Videogames as Emotional Simulators?
Earnest Adams has an interesting, if somewhat shallow, article on his thoughts on if games can be realistic emotional simulators (taking examples as Facade above into account).
Far Cry 2, NPC reactions
Gamasutra’s Far Cry 2: Looking Back, Looking Forwards article has some details on the design decisions around NPC reactions.
Question: Though obviously you stressed they’re totally different games, Fallout 3 and Fable II both also have systems that modify NPC reaction to the player based on in-game actions. But In those games, they explicitly set a plus or minus score that occurs at the time you perform an action. In yours, the player isn’t really aware of it unless they look for it.
Answer: […] But it’s not clearer that any one of those measures would have significantly improved it. I think that maybe it’s the wrong issue. For us, it would have been asking the wrong question, because instead what we should be trying to do is seek out those values, those metrics, in the game that are easy for a player to parse just by using their senses.

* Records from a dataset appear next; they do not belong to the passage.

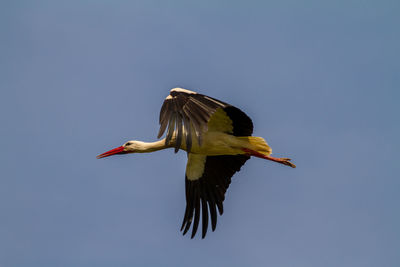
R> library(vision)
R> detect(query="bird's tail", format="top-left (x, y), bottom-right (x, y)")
top-left (238, 136), bottom-right (272, 156)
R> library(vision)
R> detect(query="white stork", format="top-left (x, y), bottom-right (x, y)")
top-left (97, 88), bottom-right (296, 238)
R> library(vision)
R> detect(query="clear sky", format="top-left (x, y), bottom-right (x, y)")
top-left (0, 0), bottom-right (400, 267)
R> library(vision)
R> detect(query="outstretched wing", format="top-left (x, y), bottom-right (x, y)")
top-left (157, 88), bottom-right (230, 152)
top-left (181, 153), bottom-right (250, 238)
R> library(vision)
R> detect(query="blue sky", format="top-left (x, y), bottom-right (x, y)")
top-left (0, 0), bottom-right (400, 267)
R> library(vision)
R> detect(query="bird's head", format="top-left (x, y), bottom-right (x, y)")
top-left (96, 140), bottom-right (143, 159)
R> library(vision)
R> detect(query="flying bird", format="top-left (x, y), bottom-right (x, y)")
top-left (97, 88), bottom-right (296, 238)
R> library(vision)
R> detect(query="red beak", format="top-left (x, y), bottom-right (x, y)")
top-left (96, 146), bottom-right (126, 159)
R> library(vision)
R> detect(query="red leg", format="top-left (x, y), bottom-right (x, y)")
top-left (242, 148), bottom-right (296, 168)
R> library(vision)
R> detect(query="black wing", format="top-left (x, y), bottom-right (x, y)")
top-left (157, 88), bottom-right (230, 152)
top-left (181, 154), bottom-right (250, 238)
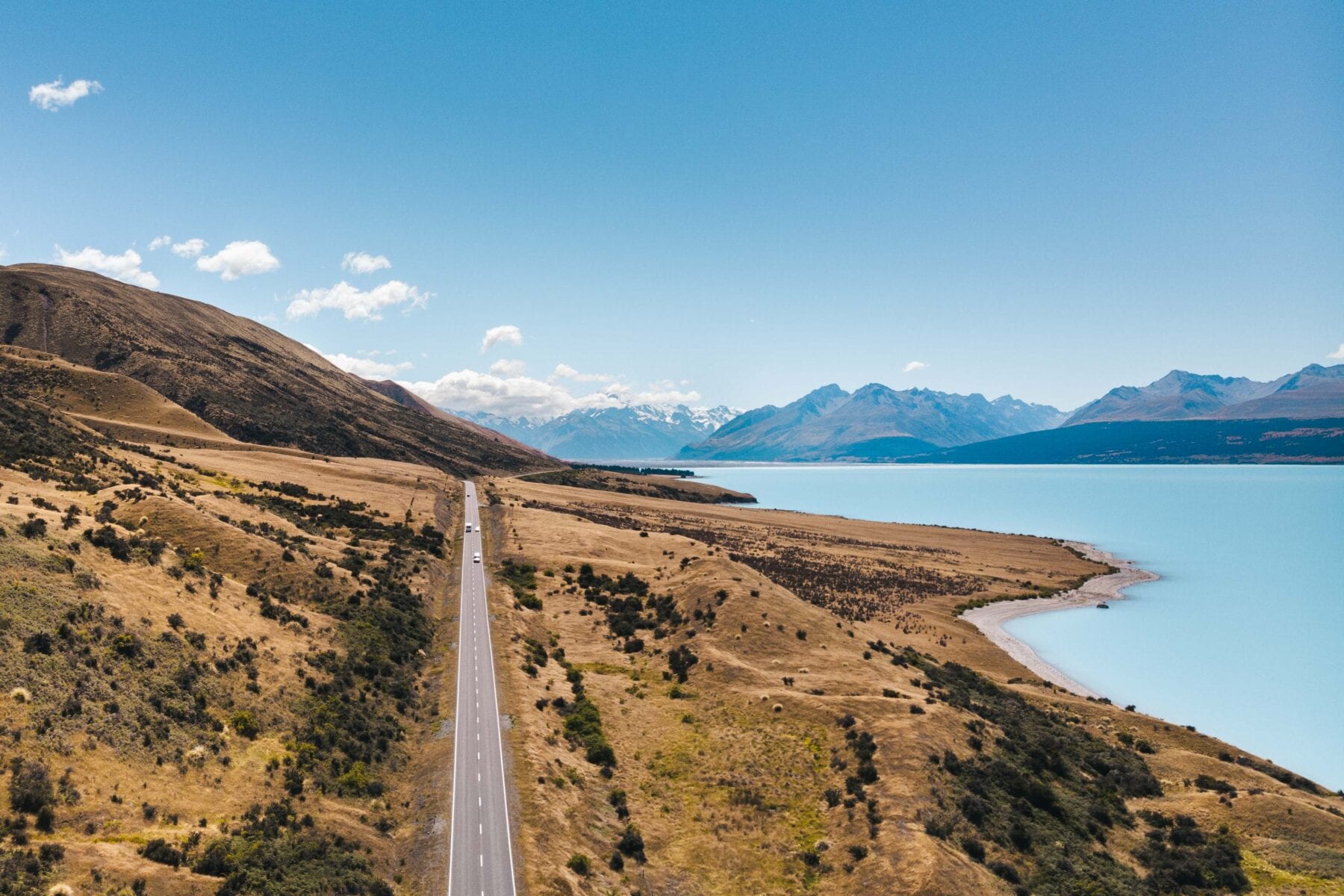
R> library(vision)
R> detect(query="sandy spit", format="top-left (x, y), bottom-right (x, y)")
top-left (961, 541), bottom-right (1157, 697)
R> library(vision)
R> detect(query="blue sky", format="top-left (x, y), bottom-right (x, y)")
top-left (0, 3), bottom-right (1344, 414)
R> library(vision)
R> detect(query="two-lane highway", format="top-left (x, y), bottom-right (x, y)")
top-left (447, 482), bottom-right (516, 896)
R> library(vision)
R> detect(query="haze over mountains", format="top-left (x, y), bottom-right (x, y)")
top-left (677, 383), bottom-right (1065, 461)
top-left (453, 405), bottom-right (741, 461)
top-left (0, 264), bottom-right (556, 476)
top-left (1065, 364), bottom-right (1344, 426)
top-left (676, 364), bottom-right (1344, 464)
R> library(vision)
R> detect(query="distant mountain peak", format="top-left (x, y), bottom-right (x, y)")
top-left (453, 403), bottom-right (739, 461)
top-left (679, 383), bottom-right (1065, 461)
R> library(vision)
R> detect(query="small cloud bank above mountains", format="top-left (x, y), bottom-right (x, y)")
top-left (173, 237), bottom-right (207, 258)
top-left (28, 78), bottom-right (102, 111)
top-left (196, 239), bottom-right (279, 279)
top-left (481, 324), bottom-right (523, 355)
top-left (57, 246), bottom-right (158, 289)
top-left (306, 345), bottom-right (414, 380)
top-left (340, 252), bottom-right (393, 274)
top-left (285, 279), bottom-right (433, 321)
top-left (402, 361), bottom-right (700, 419)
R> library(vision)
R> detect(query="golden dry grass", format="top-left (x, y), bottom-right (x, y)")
top-left (487, 479), bottom-right (1344, 895)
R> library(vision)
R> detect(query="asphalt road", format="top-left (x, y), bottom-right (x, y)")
top-left (447, 482), bottom-right (516, 896)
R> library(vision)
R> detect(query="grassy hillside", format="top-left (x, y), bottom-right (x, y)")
top-left (487, 479), bottom-right (1344, 896)
top-left (0, 381), bottom-right (457, 896)
top-left (0, 264), bottom-right (553, 474)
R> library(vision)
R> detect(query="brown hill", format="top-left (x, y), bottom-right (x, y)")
top-left (0, 264), bottom-right (556, 476)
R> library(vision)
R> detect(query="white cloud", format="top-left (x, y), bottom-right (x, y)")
top-left (172, 237), bottom-right (207, 258)
top-left (340, 252), bottom-right (393, 274)
top-left (285, 279), bottom-right (433, 321)
top-left (57, 246), bottom-right (158, 289)
top-left (28, 78), bottom-right (102, 111)
top-left (550, 364), bottom-right (615, 383)
top-left (602, 380), bottom-right (700, 405)
top-left (308, 345), bottom-right (414, 380)
top-left (402, 368), bottom-right (700, 419)
top-left (481, 324), bottom-right (523, 355)
top-left (196, 239), bottom-right (279, 279)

Just by hearing, you’ll see the way the AI is behaving — just by hearing the dialogue, and just by seeing the way the game world alters itself.

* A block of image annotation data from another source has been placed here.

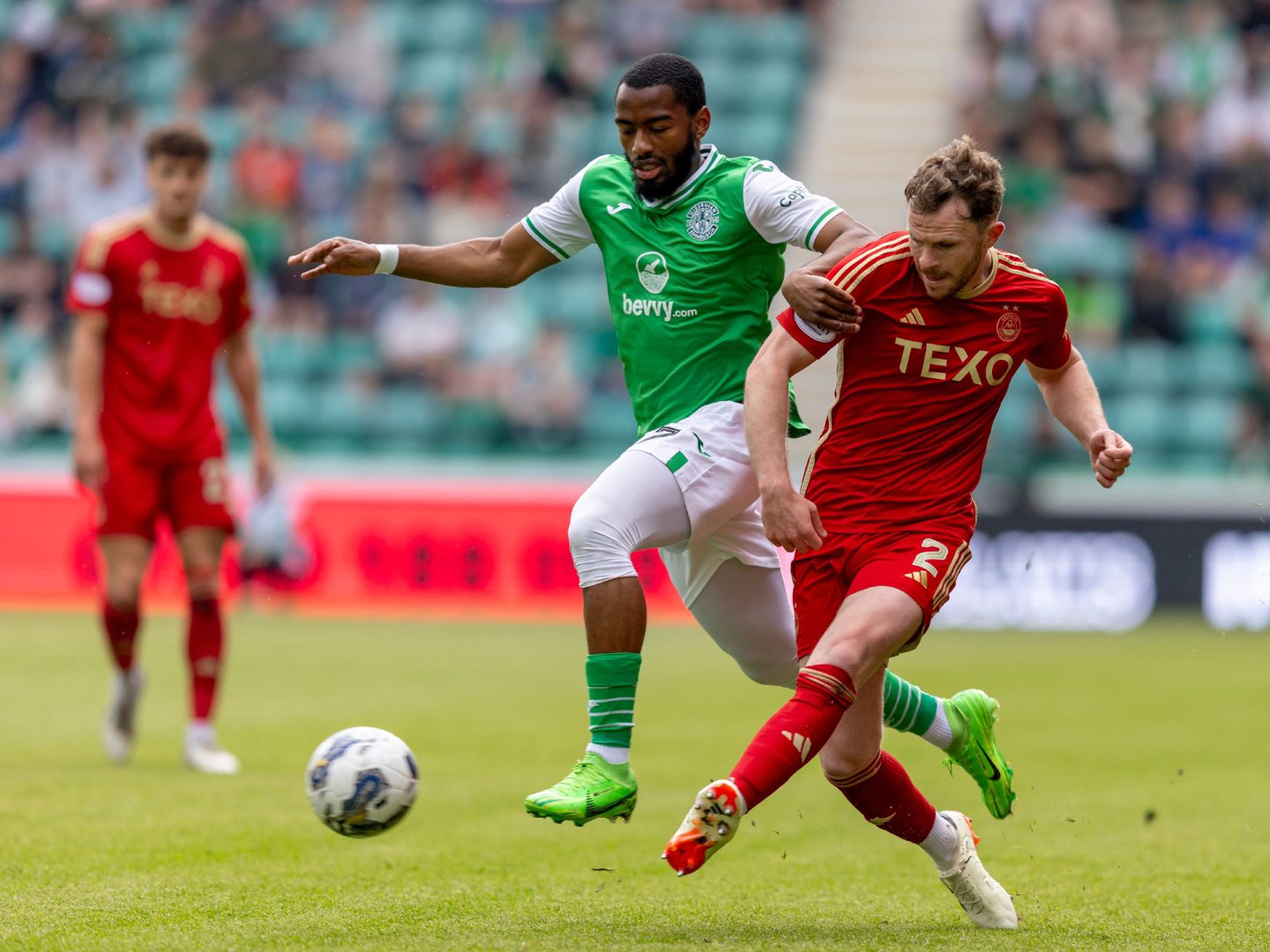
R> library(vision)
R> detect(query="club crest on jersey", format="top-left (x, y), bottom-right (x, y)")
top-left (687, 202), bottom-right (719, 242)
top-left (635, 251), bottom-right (670, 294)
top-left (997, 307), bottom-right (1024, 344)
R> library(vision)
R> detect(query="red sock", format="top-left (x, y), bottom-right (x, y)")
top-left (101, 602), bottom-right (141, 672)
top-left (829, 750), bottom-right (935, 843)
top-left (185, 598), bottom-right (225, 721)
top-left (731, 664), bottom-right (856, 810)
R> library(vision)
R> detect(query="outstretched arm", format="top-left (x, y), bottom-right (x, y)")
top-left (70, 314), bottom-right (106, 491)
top-left (1027, 348), bottom-right (1132, 488)
top-left (295, 222), bottom-right (559, 288)
top-left (781, 212), bottom-right (878, 334)
top-left (225, 328), bottom-right (274, 495)
top-left (745, 328), bottom-right (825, 552)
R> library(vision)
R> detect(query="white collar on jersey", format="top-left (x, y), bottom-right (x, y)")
top-left (635, 142), bottom-right (722, 208)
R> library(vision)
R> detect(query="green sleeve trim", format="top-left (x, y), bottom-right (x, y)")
top-left (525, 214), bottom-right (569, 262)
top-left (803, 205), bottom-right (842, 251)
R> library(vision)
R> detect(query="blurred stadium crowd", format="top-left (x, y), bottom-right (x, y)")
top-left (964, 0), bottom-right (1270, 470)
top-left (0, 0), bottom-right (1270, 471)
top-left (0, 0), bottom-right (811, 462)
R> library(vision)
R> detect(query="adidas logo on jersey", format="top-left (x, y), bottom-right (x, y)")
top-left (781, 731), bottom-right (811, 762)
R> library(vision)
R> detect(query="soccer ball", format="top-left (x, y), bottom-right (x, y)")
top-left (305, 727), bottom-right (419, 837)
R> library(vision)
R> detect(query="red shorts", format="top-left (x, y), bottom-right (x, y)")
top-left (793, 528), bottom-right (970, 658)
top-left (96, 441), bottom-right (234, 540)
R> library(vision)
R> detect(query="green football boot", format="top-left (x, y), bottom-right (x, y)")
top-left (944, 688), bottom-right (1015, 820)
top-left (525, 751), bottom-right (639, 826)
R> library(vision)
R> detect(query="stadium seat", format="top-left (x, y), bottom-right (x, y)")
top-left (1183, 341), bottom-right (1253, 393)
top-left (428, 401), bottom-right (505, 456)
top-left (257, 334), bottom-right (326, 381)
top-left (1183, 301), bottom-right (1239, 344)
top-left (112, 5), bottom-right (190, 58)
top-left (277, 4), bottom-right (334, 49)
top-left (323, 331), bottom-right (381, 377)
top-left (747, 12), bottom-right (811, 63)
top-left (742, 60), bottom-right (803, 118)
top-left (582, 395), bottom-right (636, 456)
top-left (0, 212), bottom-right (18, 254)
top-left (263, 375), bottom-right (318, 448)
top-left (1106, 392), bottom-right (1177, 465)
top-left (1168, 393), bottom-right (1242, 462)
top-left (398, 48), bottom-right (475, 112)
top-left (398, 0), bottom-right (485, 55)
top-left (678, 12), bottom-right (751, 63)
top-left (1119, 340), bottom-right (1187, 398)
top-left (128, 52), bottom-right (190, 106)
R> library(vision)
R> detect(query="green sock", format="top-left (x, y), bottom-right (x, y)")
top-left (881, 669), bottom-right (940, 736)
top-left (586, 651), bottom-right (641, 749)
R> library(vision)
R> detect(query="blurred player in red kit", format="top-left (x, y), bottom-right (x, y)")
top-left (666, 138), bottom-right (1132, 929)
top-left (66, 126), bottom-right (273, 774)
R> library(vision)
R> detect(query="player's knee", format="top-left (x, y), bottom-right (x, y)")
top-left (185, 562), bottom-right (221, 599)
top-left (820, 744), bottom-right (878, 787)
top-left (734, 655), bottom-right (797, 689)
top-left (569, 496), bottom-right (636, 588)
top-left (104, 565), bottom-right (145, 611)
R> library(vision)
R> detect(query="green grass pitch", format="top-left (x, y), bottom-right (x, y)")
top-left (0, 614), bottom-right (1270, 949)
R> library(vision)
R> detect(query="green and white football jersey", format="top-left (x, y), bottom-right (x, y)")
top-left (523, 146), bottom-right (840, 435)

AI NodeGraphs in Half Life 2 Developers Commentary (0:50)
For everyone who’s not found it in Half-Life 2, here is the video containing the directors commentary on AI NodeGraphs in Half Life 2.
Behavioral Mathematics for Game AI
Dave Mark’s book Behavioral Mathematics for Game AI is available to pre-order, check out the blurb below to see if it looks to be your fancy for helping improve your AI skills.

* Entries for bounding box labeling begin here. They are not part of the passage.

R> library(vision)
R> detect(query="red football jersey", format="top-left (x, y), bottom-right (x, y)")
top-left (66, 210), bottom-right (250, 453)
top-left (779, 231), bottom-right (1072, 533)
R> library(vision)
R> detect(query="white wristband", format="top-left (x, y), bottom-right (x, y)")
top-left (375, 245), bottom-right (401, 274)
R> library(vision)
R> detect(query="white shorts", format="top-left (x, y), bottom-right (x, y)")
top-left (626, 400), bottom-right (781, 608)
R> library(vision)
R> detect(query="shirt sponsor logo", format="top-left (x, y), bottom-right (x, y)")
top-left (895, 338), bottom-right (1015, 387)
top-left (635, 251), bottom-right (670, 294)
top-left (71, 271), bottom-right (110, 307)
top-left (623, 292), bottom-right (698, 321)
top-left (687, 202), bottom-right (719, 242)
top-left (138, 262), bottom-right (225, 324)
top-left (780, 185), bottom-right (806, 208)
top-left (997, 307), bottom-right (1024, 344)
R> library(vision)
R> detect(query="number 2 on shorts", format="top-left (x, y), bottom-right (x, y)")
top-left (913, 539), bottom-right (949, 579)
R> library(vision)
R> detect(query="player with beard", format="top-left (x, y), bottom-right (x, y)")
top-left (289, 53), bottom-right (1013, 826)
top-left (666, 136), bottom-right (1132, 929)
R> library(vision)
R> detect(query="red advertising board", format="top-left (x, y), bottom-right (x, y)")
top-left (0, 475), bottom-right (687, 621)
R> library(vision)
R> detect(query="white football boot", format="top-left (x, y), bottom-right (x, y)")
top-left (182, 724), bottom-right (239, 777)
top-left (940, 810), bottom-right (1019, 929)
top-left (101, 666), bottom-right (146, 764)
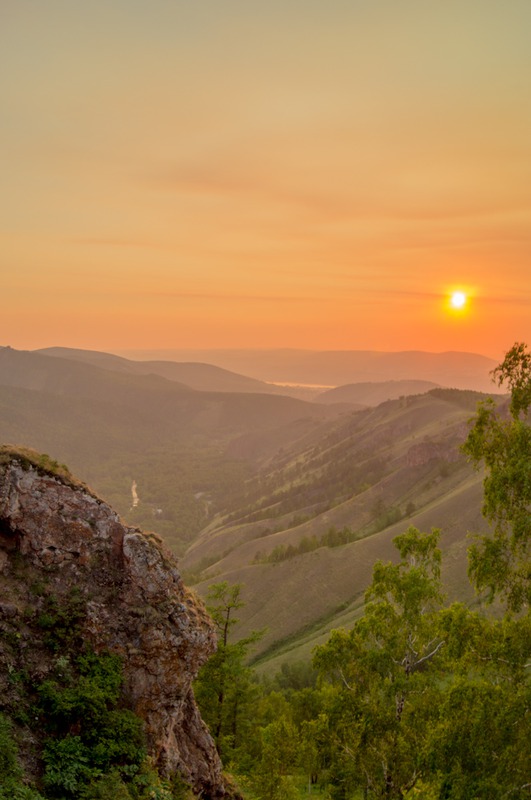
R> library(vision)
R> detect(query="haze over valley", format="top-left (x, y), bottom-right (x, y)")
top-left (0, 347), bottom-right (497, 666)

“Perfect for intermediate to advanced game programmers, this book shows readers how to use AI programming tools and techniques to create more realistic and interesting behaviors in video games. Readers are shown various ways of using statistics, formulas, and algorithms to create believable simulations and to model behavior. Additionally, the book introduces a number of tools that can be used in conjunction with standard AI algorithms to make it easier to use the mathematical models.”
Godfather 2’s AI Families
Finally, a quote to end the roundup - John Calhoun promises AI run rival families with personalities like real people, we’ll see if this game crops up more with proven AI when it’s released.
“Another cool technical innovation is the AI that runs the strategy game. While you’re playing the game, so are the five rival families you’re up against. Their actions are driven by a system that mimics playing against real people. (In fact, the rule set is derived from a table-top card game we developed!)
These families have personalities - some are vindictive, some are defensive, and some are downright devilish. When they come after you, you’ll realize that their decisions aren’t random. They’re pretty smart, and they know how to hit you where it hurts the most!”